Zwei Psychologen der Harvard-Universität in Boston sind jetzt systematisch der Frage nachgegangen, wie oft am Tag wir unsere Gedanken schweifen lassen und wie wir uns dabei fühlen. Matthew Killingsworth und Daniel Gilbert rekrutierten für ihren Feldversuch 2250 Freiwillige beiderlei Geschlechts im Alter zwischen 18 und 88 Jahren. Die Teilnehmer gingen ihren ganz normalen Alltagsaktivitäten nach, wurden dabei jedoch in unregelmäßigen Abständen von den Versuchsleitern via Mobiltelefon kontaktiert. Dann mussten sie auf dem Display ankreuzen, was sie gerade taten, wie angenehm oder unangenehm sie diese Tätigkeit fanden und wie glücklich oder unglücklich sie sich dabei fühlten. Auf diese Weise sammelten die Forscher 250.000 Momentaufnahmen.

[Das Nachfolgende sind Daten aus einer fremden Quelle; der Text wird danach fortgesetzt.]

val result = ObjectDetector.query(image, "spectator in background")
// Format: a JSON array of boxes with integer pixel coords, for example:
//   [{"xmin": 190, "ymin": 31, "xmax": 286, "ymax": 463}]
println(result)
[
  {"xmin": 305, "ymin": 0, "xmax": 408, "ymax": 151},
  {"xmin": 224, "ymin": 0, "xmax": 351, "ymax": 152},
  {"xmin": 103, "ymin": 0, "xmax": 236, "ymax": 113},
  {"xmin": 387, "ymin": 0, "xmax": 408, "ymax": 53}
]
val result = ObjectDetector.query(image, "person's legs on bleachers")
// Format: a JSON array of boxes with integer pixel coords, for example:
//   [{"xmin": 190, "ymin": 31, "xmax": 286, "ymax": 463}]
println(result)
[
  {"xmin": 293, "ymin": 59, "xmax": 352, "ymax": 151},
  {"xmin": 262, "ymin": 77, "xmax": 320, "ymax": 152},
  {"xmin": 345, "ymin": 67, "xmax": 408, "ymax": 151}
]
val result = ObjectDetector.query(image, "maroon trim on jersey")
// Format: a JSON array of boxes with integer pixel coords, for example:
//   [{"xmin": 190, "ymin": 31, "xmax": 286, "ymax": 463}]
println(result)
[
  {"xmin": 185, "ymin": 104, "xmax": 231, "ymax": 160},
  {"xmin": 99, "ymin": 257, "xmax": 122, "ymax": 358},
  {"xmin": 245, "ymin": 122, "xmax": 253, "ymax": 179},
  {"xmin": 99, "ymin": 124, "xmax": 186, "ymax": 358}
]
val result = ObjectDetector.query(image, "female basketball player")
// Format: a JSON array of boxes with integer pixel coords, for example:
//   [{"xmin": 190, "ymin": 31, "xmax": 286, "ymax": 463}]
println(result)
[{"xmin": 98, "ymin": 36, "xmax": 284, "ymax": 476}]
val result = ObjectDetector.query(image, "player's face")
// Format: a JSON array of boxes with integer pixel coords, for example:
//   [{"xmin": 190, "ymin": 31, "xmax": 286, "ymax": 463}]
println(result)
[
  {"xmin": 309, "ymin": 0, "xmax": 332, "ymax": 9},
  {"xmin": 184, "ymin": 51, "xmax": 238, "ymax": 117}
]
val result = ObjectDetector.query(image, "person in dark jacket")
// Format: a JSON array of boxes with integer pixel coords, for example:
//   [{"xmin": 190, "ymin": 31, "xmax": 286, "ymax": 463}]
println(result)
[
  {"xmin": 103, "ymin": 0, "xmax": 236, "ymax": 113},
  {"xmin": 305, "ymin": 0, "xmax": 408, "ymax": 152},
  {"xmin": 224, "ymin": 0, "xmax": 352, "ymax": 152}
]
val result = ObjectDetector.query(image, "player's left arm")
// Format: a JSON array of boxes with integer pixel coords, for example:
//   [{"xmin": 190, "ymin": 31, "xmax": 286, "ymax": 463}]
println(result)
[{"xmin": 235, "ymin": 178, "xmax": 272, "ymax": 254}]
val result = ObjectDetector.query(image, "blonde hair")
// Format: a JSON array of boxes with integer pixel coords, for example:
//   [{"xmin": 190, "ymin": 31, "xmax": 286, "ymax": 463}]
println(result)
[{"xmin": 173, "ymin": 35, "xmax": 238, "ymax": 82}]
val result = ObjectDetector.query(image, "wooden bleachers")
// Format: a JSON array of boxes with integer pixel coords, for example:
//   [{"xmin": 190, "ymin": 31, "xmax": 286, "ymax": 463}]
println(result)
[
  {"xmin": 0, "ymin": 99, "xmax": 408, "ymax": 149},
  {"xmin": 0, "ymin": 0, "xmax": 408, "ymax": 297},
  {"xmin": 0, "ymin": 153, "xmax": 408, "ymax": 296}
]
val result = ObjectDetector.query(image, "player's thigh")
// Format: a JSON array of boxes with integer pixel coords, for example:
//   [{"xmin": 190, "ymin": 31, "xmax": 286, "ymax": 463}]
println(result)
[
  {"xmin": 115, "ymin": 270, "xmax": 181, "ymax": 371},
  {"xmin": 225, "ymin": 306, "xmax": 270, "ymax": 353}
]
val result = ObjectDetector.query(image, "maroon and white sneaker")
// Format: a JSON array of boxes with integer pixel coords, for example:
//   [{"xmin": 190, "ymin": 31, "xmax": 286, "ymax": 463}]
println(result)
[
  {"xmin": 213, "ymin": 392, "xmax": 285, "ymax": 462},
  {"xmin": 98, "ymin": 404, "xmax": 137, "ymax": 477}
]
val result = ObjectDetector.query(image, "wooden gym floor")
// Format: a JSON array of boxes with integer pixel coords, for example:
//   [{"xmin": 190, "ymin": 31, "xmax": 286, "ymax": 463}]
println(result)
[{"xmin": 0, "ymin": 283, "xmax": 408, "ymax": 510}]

Wie sich herausstellte, verbrachten die Probanden sage und schreibe 47 Prozent ihres Wachlebens mit Tagträumereien. Selbst wenn sie aktiv einer Beschäftigung nachgingen und zum Beispiel am Computer arbeiteten oder das Geschirr abräumten, schweiften die Gedanken zwischendurch immer wieder ab. In einem knappen Drittel der Zeit dachten sie dann über irgendetwas nach, das nichts mit dem zu tun hatte, was sie gerade taten. Entweder ließen sie im Geiste eine Begebenheit aus der Vergangenheit noch einmal Revue passieren, oder sie richteten ihre Gedanken auf ein erwartetes Ereignis in der Zukunft – oder sie spielten ein gänzlich fiktives Geschehen durch, das sich weder ereignet hatte noch je ereignen würde.

Wie sich herausstellte, stimmten solche Gedankenreisen die Probanden selten froh: Je mehr sie im Schnitt grübelten, desto unglücklicher fühlten sie sich. Am glücklichsten waren die Leute, wenn sie Sex hatten, Sport trieben oder sich angeregt mit anderen unterhielten. Am wenigsten glücklich waren sie bei der Arbeit, beim Herumdaddeln am Computer – oder eben in „Ruhe“-Phasen, in denen ihr Geist sich selbst überlassen war.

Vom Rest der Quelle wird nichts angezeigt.